The Dragon, his evil side originally was supposed to speak with the voice of Frank Langella. It's a good thing that idea was dropped, I find it to be a little bit ridiculous. Why the Dragon? Probably because it's a strong, terrifying creature and Francis, dealing with so much pain and cruelty, wanted people to fear him his entire life. The parallels between the story and William Blake's painting are fascinating to watch.

Lecter, once again played by sir Hopkins, is omnipotent presence that we sense throughout entire movie. Although he is locked in his cell he still finds way to toy with the police and with Will Graham, (bland performance from Edward Norton) the cop who captured him. Despite being locked and only given few privileges, Lecter controls both Dollarhyde (who is his avid fan) and the team that tries to catch him. He's like a giant spider, catching everyone in his deadly web.
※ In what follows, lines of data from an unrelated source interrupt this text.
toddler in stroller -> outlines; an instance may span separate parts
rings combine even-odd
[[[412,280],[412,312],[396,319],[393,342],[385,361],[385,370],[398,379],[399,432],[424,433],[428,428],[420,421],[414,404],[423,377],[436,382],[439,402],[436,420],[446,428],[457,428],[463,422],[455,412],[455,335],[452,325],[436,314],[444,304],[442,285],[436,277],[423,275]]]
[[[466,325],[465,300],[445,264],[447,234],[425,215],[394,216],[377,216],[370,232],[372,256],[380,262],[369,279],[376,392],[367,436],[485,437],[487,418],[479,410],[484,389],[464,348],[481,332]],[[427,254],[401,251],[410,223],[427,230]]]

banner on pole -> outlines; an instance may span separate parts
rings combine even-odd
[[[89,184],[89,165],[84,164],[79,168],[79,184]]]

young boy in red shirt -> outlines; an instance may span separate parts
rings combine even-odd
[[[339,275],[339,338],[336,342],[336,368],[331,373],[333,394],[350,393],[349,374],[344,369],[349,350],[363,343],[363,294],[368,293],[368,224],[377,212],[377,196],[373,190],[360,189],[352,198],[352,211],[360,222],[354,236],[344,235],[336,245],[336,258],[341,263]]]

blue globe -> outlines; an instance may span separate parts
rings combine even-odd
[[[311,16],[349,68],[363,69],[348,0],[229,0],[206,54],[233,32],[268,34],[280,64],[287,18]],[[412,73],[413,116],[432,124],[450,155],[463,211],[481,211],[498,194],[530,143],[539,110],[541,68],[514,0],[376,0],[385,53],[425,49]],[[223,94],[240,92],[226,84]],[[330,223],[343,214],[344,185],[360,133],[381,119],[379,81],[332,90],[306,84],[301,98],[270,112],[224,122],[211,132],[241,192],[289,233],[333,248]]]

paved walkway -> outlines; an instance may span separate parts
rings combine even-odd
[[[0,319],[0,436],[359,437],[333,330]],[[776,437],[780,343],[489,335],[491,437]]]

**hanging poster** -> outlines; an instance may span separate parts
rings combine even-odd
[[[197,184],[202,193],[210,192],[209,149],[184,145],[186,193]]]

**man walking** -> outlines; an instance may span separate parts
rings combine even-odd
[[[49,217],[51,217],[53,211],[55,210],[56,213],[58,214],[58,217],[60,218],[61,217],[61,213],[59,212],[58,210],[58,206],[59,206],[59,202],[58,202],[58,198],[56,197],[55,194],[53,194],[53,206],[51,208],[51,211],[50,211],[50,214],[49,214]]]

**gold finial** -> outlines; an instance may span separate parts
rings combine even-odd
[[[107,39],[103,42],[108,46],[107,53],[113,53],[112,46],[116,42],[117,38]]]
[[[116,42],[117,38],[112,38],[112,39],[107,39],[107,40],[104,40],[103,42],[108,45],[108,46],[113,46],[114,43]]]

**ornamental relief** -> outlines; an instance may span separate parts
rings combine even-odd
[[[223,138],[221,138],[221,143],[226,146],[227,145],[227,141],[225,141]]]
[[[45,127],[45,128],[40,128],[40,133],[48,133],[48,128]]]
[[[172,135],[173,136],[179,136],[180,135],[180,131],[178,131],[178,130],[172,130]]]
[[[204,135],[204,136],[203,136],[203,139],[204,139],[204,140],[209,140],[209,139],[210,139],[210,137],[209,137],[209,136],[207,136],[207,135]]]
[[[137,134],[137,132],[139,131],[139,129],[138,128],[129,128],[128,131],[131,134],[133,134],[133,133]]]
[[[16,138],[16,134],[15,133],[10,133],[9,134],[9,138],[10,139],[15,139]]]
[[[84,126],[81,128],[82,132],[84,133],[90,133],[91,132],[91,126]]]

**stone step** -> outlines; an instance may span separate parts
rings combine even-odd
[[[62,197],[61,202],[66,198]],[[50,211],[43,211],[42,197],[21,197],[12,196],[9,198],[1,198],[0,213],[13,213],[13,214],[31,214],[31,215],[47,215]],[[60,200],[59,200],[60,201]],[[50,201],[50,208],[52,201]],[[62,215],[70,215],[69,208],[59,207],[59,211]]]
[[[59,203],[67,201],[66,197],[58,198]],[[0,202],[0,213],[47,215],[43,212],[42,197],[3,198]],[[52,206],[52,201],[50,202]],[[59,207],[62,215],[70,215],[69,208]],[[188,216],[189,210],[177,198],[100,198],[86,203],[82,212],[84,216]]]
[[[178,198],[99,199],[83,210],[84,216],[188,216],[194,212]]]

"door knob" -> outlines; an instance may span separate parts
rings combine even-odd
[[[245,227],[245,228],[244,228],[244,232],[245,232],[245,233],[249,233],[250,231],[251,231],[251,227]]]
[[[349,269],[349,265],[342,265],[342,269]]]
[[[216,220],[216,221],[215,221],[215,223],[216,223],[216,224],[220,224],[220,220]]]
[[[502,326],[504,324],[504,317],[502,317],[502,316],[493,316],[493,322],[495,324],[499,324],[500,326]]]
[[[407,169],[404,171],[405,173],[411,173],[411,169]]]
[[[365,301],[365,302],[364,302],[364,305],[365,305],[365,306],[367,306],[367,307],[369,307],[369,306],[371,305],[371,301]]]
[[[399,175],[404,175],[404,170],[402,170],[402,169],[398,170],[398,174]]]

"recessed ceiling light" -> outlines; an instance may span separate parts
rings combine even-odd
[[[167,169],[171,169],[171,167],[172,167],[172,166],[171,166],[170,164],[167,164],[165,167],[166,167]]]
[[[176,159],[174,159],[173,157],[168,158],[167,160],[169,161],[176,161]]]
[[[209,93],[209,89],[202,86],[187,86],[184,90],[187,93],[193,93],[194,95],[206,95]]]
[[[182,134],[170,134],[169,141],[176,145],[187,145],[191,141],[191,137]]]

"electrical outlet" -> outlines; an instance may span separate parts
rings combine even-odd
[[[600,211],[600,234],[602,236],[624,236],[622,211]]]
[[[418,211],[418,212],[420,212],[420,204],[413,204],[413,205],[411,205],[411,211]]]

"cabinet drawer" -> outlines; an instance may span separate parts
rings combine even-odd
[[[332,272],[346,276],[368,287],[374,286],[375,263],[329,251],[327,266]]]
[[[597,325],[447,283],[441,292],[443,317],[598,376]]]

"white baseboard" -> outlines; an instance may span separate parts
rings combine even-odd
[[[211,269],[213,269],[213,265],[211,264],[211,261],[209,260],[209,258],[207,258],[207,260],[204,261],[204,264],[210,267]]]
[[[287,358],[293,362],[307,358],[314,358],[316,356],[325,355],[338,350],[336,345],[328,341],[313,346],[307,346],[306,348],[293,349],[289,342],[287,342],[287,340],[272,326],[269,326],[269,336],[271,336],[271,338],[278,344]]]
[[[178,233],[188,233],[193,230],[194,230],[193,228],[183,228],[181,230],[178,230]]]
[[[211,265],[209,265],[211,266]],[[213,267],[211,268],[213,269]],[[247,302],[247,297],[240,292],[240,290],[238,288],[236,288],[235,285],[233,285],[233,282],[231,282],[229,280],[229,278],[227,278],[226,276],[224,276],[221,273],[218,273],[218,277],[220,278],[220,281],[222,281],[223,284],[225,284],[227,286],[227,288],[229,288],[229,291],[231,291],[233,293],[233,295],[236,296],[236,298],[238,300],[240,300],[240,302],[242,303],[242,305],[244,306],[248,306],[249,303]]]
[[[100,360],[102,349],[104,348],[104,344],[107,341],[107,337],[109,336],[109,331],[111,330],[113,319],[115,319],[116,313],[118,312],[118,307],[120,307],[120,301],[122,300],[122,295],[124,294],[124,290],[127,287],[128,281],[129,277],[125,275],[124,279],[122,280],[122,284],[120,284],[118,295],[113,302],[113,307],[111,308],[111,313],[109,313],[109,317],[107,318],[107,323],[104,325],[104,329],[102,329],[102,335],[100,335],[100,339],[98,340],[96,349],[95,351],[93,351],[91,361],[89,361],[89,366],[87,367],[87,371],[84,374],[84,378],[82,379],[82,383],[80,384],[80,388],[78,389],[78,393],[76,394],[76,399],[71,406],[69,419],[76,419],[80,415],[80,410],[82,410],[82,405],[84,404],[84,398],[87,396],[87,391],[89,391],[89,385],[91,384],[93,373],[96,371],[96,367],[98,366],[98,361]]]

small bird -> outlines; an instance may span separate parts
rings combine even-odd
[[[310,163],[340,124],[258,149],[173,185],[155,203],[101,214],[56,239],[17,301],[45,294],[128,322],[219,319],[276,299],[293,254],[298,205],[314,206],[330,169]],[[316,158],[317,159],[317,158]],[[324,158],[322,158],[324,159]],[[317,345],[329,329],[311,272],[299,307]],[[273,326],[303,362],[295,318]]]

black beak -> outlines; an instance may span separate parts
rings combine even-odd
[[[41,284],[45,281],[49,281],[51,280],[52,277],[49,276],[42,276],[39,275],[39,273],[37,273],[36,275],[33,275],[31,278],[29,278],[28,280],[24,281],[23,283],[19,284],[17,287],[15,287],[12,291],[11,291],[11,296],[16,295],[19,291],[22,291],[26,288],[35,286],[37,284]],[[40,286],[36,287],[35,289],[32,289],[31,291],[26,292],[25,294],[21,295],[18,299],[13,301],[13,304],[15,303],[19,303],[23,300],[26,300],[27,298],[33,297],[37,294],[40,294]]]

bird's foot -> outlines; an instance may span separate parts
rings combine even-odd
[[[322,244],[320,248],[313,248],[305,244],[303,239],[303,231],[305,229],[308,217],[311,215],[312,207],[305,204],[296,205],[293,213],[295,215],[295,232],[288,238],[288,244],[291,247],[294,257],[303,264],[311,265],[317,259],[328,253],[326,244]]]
The supporting cast includes Harvey Keitel, Philip Seymour Hoffman and previously mentioned Emily Watson, who are all fantastic. Except for Norton's character every key player in the intrigue is richly characterized, those are complex, interesting people, some of them repulsive, as Hoffman's scandal-thirsty reporter, some fascinating as passionate and handicapped Reba. I loved that, despite having cast that extensive, every actor got his moment to shine in the movie.

The film is elegantly shot and the score by Danny Elfman is thrilling. I loved that the film doesn't use gore like “Hannibal” did but disturbs us with something else, with scenes that are very unsettling without a drop of blood – particularly the scene were Reba begins to arouse Dollarhyde as he watches the video of his next victims, to which she is totally oblivious. Unfortunately, the conclusion to the story is quite predictable and uses one very unnecessary twist, but I very much enjoyed the last scene which links “Red Dragon” to “The Silence of the lambs”. If you enjoy movies about the dark side of people, good thrillers and fantastic acting – this is definitely the movie to see as soon as possible.


1 comment:

  1. I doubt I'll ever go back and watch this, but I dug this review. Fiennes can be electric, and Hopkins is a f--king force, but really all I remember about this film are the unblinking eyes of Watson. That shit still haunts me.

    Good God Hannibal was stupid. I wanted to eat my own brains after that one.